From a young age, Guosheng was fascinated by the slow transformation of soybeans into deep, fragrant sauce.

The Journey
In his late twenties, Guosheng began researching traditional fermentation methods across Asia. His search led him to Japan’s historic soy sauce regions:
Shodoshima — the wooden barrel breweries where time moves at the pace of fermentation.
Yuasa — the historic birthplace of Japanese soy sauce, where the craft began centuries ago.
Noda — the industrial yet precise traditions that showed how scale and craft can coexist.
There, he observed how brewers treated fermentation not as a manufacturing process, but as a craft shaped by time, climate, and patience.
The Return
When Guosheng returned home near Jilin, he began experimenting with fermentation using locally grown Northeast Chinese soybeans — known for their rich oil content and strong flavour.

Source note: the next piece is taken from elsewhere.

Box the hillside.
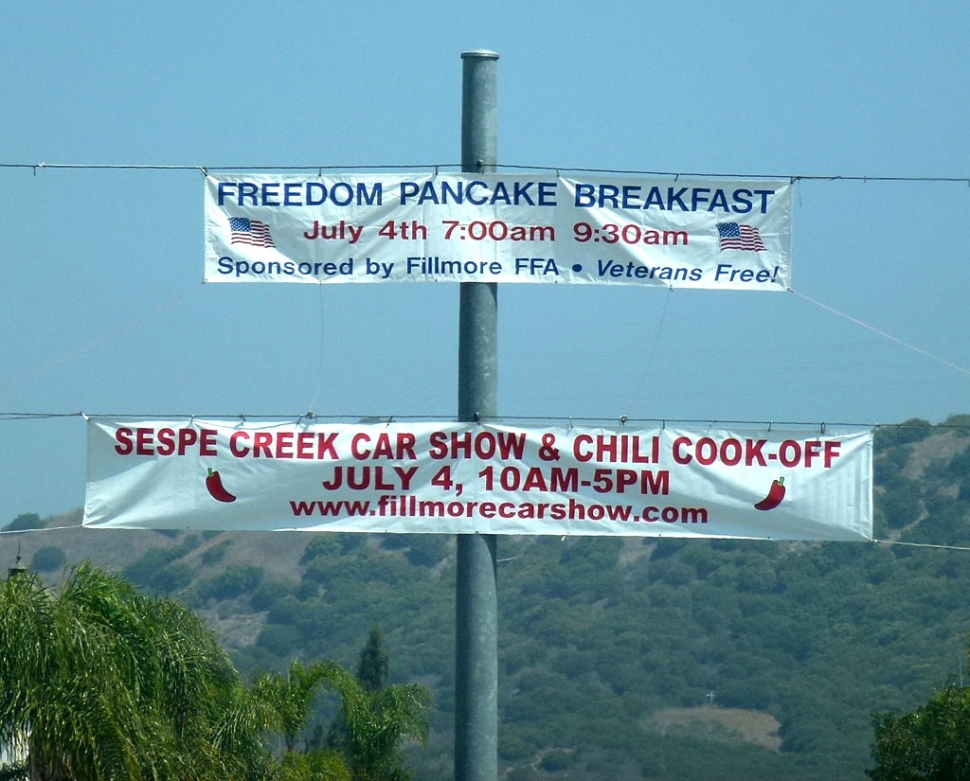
[0,416,970,781]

But he adopted lessons from Japan: longer fermentation cycles, controlled temperature aging, and a careful balance of soybeans, wheat, water, and salt.
Over years of experimentation, he developed a soy sauce that balanced the deep body of Chinese soybeans with the refined umami of Japanese brewing philosophy.
The Name
To represent this harmony, Guosheng named his sauce 龟甲桑.

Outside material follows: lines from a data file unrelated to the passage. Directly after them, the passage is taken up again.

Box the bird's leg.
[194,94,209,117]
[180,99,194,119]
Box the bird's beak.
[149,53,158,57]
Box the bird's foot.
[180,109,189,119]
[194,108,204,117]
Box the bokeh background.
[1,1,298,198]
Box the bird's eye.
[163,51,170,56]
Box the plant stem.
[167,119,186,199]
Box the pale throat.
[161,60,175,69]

龟甲 (kikkō) — the tortoise shell pattern. In Japanese culture, it symbolises longevity, resilience, and harmony with nature. For centuries, this pattern appeared in samurai armour, traditional textiles, and crafts — representing strength built from simple elements.
桑 (kuwa / san) — a gesture of respect and warmth, inspired by the Japanese honorific “san.” It reflects the spirit of hospitality in Asian cuisine: food that brings people together.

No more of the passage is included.